Perhaps one way to state the complexity-of-value thesis would be to say that the utility function should be bounded by Kolmogorov complexity.
It doesn’t quite kill Pascal’s mugging—the threat does have to have some minimum level of credibility, but that minimum credibility can still be low enough that hand over the cash. Pascal’s mugging only is killed if the expected utility of handing over the cash is negative. To show this I think you really do need to evaluate the probability to the end.
Neither does it kill paperclip maximizers. A bunch of paperclips requires about log2(N) bits to describe, plus the description of the properties of a paperclip. So the paperclip maximizer can still have a constantly-increasing utility as they make more paperclips, your rule would just bound it to growing like log(N).
Good line of thought though: there may still be something in here.
To “kill Pascal’s mugging” one doesn’t have to give advice on how to deal with threats generally.

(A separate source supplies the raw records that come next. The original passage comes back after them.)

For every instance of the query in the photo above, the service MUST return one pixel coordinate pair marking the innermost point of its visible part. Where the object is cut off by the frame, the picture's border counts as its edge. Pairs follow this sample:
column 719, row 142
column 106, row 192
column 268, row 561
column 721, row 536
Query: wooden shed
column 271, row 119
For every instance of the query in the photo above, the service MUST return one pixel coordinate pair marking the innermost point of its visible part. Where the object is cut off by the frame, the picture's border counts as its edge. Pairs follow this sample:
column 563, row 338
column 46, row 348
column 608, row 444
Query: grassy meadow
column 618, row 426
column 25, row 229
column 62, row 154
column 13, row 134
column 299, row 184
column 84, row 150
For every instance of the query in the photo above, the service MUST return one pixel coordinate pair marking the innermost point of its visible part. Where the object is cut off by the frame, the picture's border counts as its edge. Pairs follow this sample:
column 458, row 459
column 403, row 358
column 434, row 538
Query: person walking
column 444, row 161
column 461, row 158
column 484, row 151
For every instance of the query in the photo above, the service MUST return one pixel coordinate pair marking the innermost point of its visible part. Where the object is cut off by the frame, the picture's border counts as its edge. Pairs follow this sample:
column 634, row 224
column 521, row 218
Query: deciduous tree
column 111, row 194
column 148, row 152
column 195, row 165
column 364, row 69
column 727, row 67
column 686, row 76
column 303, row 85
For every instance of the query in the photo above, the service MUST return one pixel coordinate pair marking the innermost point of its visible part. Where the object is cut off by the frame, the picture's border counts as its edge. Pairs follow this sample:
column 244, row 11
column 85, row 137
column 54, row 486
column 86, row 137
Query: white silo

I think that N paperclips takes about complexity-of-N, plus complexity of a paperclip, bits to describe. “Complexity of N” can be much lower than log(N), e.g. complexity of 3^^^3 is smaller than the wikipedia article on Knuth’s notation. “3^^^3 paperclips” has very low complexity and very high utility.
Ah, you’re right.
But I think that a decision theory is better (better fulfills desiterata of universality, simplicity, etc. etc.) if it treats Pascal’s mugging with the same method it uses for other threats.
Why? Is “threat” a particularly “natural” category?
From my perspective, Pascal’s mugging is simply an argument showing that a human-friendly utility function should have a certain property, not a special class of problem to be solved.
Hah. Well, we can apply my exact same argument with different words to show why I agree with you:
This will be the case in the scenario under discussion, due to the low probability of the mugger’s threat (in the “3^^^^3 disutilons” version), or the (relatively!) low disutility (in the “3^^^^3 persons” version, under Michael Vassar’s proposal).
Yes; it would be a “less pure” paperclip maximizer, but still an unfriendly AI.
The rule is (proposed to be) necessary for friendliness, not sufficient by any means.